It was already quite easy to get GPT-4 to output json. You just append ‘reply in json with this format’ and it does a really good job.
GPT-3.5 was very haphazard though and needs extensive babysitting and reminding, so if this makes gpt3 better then it’s useful - it does have an annoying disclaimer though that ‘it may not reply with valid json’ so we’ll still have to do some sense checks into he output.
I have been using this to make a few ‘choose your own adventure’ type games and I can see there’s a TONNE of potential useful things.
It literally does it everytime perfectly. I remember I put together an entire system that would validate the JSON against a zod schema and use reflection to fix it and it literally never gets triggered because GPT3.5-turbo always does it right the first time.

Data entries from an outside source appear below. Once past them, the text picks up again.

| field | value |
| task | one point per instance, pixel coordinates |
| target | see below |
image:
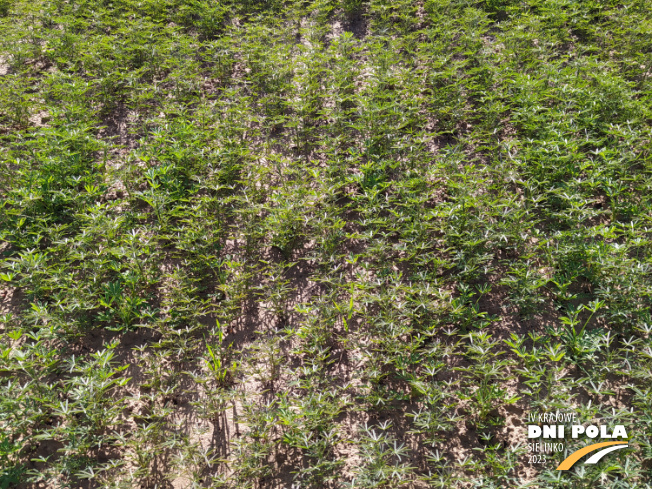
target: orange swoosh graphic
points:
(575, 456)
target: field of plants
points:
(260, 244)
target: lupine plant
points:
(323, 243)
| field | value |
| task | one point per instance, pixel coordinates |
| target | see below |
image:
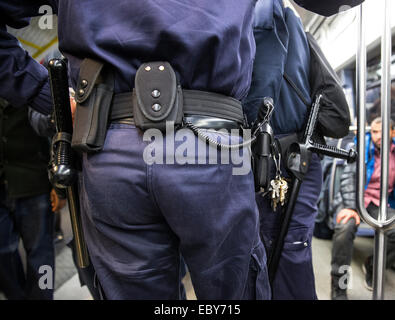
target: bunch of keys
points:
(278, 186)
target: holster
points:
(93, 96)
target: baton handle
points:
(62, 171)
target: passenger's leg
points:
(295, 275)
(342, 249)
(12, 277)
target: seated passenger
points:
(347, 219)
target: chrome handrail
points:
(382, 224)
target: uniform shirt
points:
(372, 192)
(209, 44)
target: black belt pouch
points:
(157, 97)
(93, 96)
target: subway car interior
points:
(359, 44)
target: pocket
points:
(295, 276)
(258, 287)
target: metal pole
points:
(380, 237)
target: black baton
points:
(62, 171)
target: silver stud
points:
(156, 107)
(155, 93)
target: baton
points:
(62, 171)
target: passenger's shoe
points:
(367, 268)
(336, 292)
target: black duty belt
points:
(202, 109)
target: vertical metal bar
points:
(380, 237)
(361, 105)
(379, 261)
(361, 116)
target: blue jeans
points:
(31, 220)
(139, 218)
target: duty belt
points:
(202, 109)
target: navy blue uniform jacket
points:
(210, 44)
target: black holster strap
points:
(195, 103)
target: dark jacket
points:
(24, 155)
(347, 196)
(210, 44)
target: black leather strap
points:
(195, 103)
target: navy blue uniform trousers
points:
(295, 275)
(139, 217)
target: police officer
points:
(138, 217)
(282, 49)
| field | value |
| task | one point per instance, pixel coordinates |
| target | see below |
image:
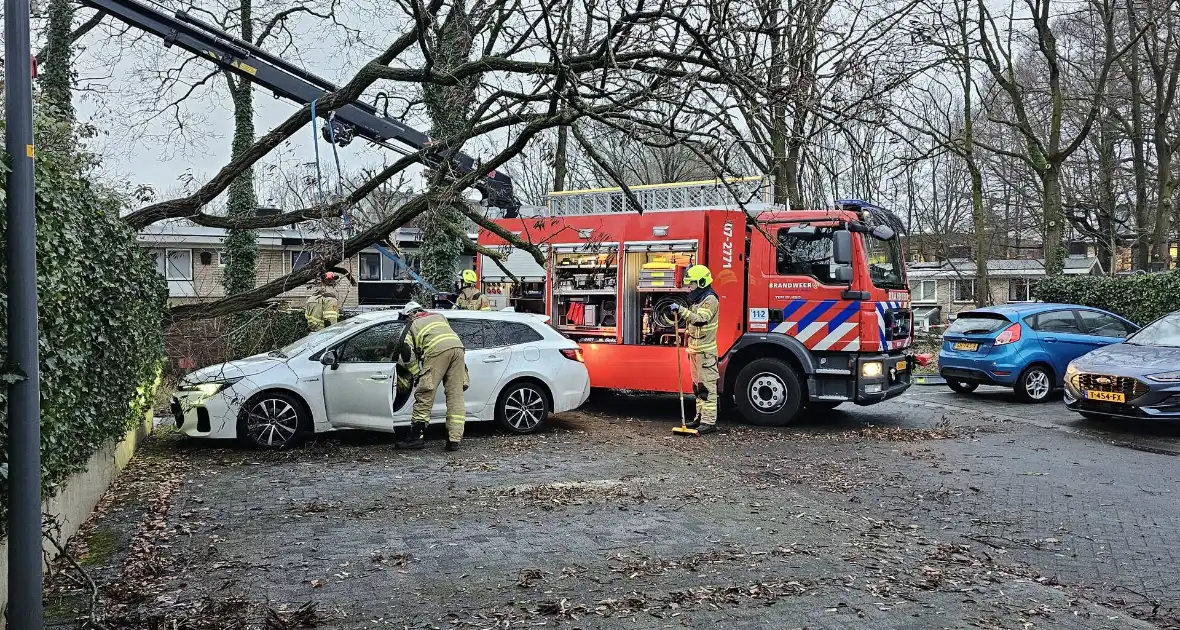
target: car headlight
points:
(1166, 376)
(209, 387)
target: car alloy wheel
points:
(1035, 385)
(271, 421)
(523, 408)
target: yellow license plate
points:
(1108, 396)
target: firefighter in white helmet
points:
(701, 317)
(322, 307)
(470, 299)
(433, 355)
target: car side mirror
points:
(841, 247)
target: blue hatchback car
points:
(1026, 346)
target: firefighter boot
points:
(701, 395)
(415, 439)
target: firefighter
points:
(470, 299)
(322, 307)
(701, 317)
(433, 355)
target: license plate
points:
(1107, 396)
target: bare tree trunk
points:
(1144, 233)
(1165, 188)
(1054, 214)
(561, 158)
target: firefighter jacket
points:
(702, 322)
(470, 299)
(322, 308)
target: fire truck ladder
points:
(297, 85)
(680, 196)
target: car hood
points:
(250, 366)
(1126, 359)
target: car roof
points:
(1021, 309)
(499, 315)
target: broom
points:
(682, 430)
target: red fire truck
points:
(814, 303)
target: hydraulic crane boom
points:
(295, 84)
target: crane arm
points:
(295, 84)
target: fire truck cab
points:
(814, 303)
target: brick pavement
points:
(609, 522)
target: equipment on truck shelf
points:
(814, 309)
(293, 83)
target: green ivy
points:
(102, 303)
(1140, 297)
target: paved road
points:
(929, 511)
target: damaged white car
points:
(342, 376)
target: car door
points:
(1061, 335)
(1106, 328)
(487, 361)
(359, 389)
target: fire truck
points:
(814, 303)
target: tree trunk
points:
(448, 107)
(1139, 164)
(241, 245)
(1165, 188)
(1054, 242)
(561, 158)
(57, 76)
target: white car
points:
(342, 378)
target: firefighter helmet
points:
(699, 276)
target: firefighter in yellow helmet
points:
(433, 355)
(470, 299)
(322, 307)
(701, 317)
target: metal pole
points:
(24, 396)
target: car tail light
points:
(1010, 334)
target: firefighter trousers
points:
(705, 386)
(448, 369)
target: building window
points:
(964, 290)
(371, 267)
(1021, 289)
(924, 290)
(179, 264)
(300, 260)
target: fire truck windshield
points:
(885, 266)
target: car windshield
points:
(885, 267)
(316, 338)
(1164, 332)
(977, 323)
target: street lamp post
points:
(24, 396)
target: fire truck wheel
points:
(768, 393)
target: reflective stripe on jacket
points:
(702, 325)
(470, 299)
(430, 334)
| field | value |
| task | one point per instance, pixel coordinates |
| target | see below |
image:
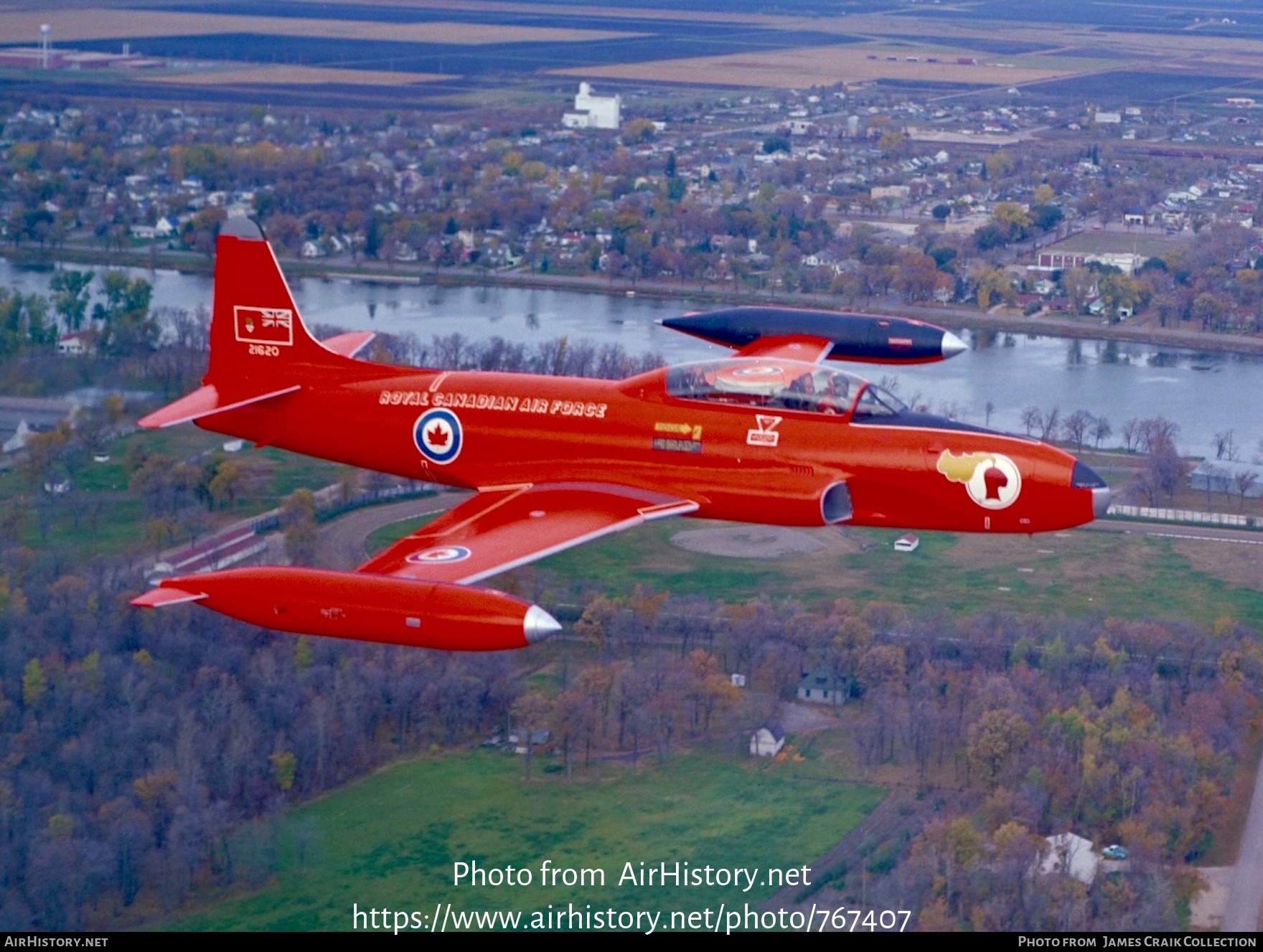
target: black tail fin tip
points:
(258, 339)
(243, 227)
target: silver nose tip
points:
(952, 345)
(538, 624)
(1100, 501)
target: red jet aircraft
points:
(768, 435)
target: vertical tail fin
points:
(258, 340)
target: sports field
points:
(392, 840)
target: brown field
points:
(614, 13)
(294, 76)
(71, 26)
(819, 66)
(1234, 562)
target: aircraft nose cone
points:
(952, 345)
(538, 624)
(1100, 501)
(1086, 478)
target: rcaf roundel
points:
(438, 436)
(443, 553)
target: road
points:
(340, 542)
(1178, 531)
(1243, 903)
(342, 547)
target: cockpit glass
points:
(875, 402)
(779, 384)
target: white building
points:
(767, 741)
(1071, 855)
(594, 111)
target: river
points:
(1204, 393)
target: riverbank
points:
(995, 321)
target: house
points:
(767, 741)
(1223, 475)
(1071, 855)
(821, 686)
(75, 345)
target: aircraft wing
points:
(505, 527)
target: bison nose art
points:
(995, 480)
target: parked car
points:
(907, 543)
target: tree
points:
(1224, 446)
(992, 283)
(1210, 311)
(1102, 430)
(530, 715)
(1075, 427)
(71, 293)
(998, 164)
(1246, 480)
(1032, 418)
(1080, 286)
(225, 485)
(128, 327)
(299, 518)
(995, 739)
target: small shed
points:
(767, 741)
(824, 687)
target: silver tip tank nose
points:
(538, 624)
(952, 345)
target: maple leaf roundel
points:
(438, 436)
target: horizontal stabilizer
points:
(202, 403)
(163, 596)
(347, 345)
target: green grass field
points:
(103, 515)
(392, 839)
(1079, 572)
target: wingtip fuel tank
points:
(874, 339)
(312, 601)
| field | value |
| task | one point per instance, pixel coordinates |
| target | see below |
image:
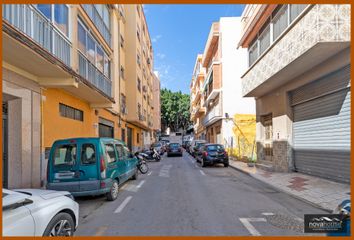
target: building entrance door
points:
(130, 138)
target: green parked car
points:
(90, 166)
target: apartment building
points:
(299, 73)
(63, 76)
(139, 70)
(156, 105)
(219, 83)
(197, 108)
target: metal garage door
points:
(321, 126)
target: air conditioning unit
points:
(124, 110)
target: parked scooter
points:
(151, 155)
(142, 164)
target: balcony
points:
(213, 116)
(212, 42)
(94, 76)
(319, 33)
(91, 11)
(33, 46)
(29, 21)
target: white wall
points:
(234, 64)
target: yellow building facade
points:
(65, 75)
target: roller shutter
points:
(321, 126)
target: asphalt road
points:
(180, 198)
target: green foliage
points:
(175, 109)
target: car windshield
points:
(215, 148)
(199, 144)
(174, 145)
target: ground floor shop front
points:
(304, 126)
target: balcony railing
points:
(213, 115)
(94, 76)
(307, 41)
(98, 22)
(27, 19)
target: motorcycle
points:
(151, 155)
(142, 164)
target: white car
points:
(36, 212)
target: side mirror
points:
(15, 203)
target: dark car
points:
(198, 150)
(211, 154)
(188, 144)
(174, 149)
(158, 147)
(185, 144)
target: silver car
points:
(36, 212)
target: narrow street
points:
(179, 197)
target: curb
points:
(283, 191)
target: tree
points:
(175, 109)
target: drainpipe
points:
(42, 149)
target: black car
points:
(174, 149)
(185, 144)
(210, 154)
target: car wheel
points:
(135, 176)
(61, 224)
(113, 192)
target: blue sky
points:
(178, 34)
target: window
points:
(88, 155)
(122, 72)
(120, 151)
(281, 17)
(138, 59)
(70, 112)
(107, 66)
(138, 10)
(123, 134)
(280, 22)
(126, 152)
(123, 103)
(94, 52)
(139, 84)
(99, 59)
(61, 18)
(253, 53)
(46, 9)
(295, 10)
(82, 38)
(58, 14)
(268, 134)
(110, 153)
(91, 49)
(264, 39)
(103, 11)
(138, 32)
(121, 41)
(65, 155)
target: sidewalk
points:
(321, 192)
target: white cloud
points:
(160, 55)
(156, 38)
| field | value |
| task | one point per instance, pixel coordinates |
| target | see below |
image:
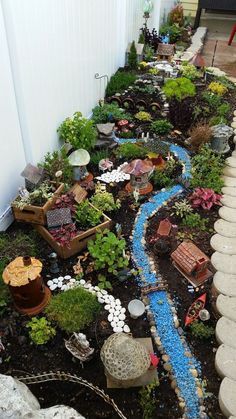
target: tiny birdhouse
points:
(191, 262)
(139, 171)
(23, 277)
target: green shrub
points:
(131, 151)
(86, 216)
(109, 112)
(132, 57)
(161, 127)
(201, 331)
(189, 71)
(179, 89)
(194, 220)
(74, 309)
(207, 170)
(41, 330)
(78, 131)
(55, 162)
(120, 81)
(108, 252)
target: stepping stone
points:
(229, 171)
(231, 161)
(225, 362)
(225, 228)
(228, 214)
(226, 245)
(228, 201)
(225, 283)
(226, 332)
(226, 306)
(227, 399)
(229, 181)
(229, 190)
(224, 263)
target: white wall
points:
(12, 158)
(55, 47)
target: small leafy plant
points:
(73, 309)
(120, 81)
(41, 330)
(78, 131)
(161, 127)
(131, 151)
(194, 220)
(148, 400)
(201, 331)
(109, 112)
(143, 116)
(182, 208)
(205, 175)
(205, 198)
(179, 89)
(86, 216)
(217, 88)
(108, 252)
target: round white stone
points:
(225, 361)
(231, 161)
(229, 181)
(227, 399)
(225, 283)
(126, 328)
(117, 329)
(222, 244)
(226, 306)
(229, 171)
(226, 332)
(228, 201)
(110, 317)
(100, 300)
(224, 263)
(229, 190)
(228, 214)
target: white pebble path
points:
(224, 284)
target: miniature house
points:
(165, 52)
(139, 171)
(79, 160)
(191, 262)
(23, 278)
(139, 49)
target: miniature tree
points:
(132, 58)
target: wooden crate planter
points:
(34, 214)
(78, 243)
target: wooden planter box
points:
(34, 214)
(78, 243)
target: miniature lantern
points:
(221, 135)
(124, 358)
(191, 262)
(139, 171)
(79, 160)
(29, 293)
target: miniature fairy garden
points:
(106, 271)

> It literally does it everytime perfectly. I remember I put together an entire system that would validate the JSON against a zod schema and use reflection to fix it and it literally never gets triggered because GPT3.5-turbo always does it right the first time.
Danger! There be assumptions!!
gpt-? is a moving target and in rapid development. What it does Tuesday, which it did not do on Monday, it may well not do on Wednesday
If there is a documented method to guarantee it, it will work that way (modulo OpenAI bugs - and now Microsoft is involved....)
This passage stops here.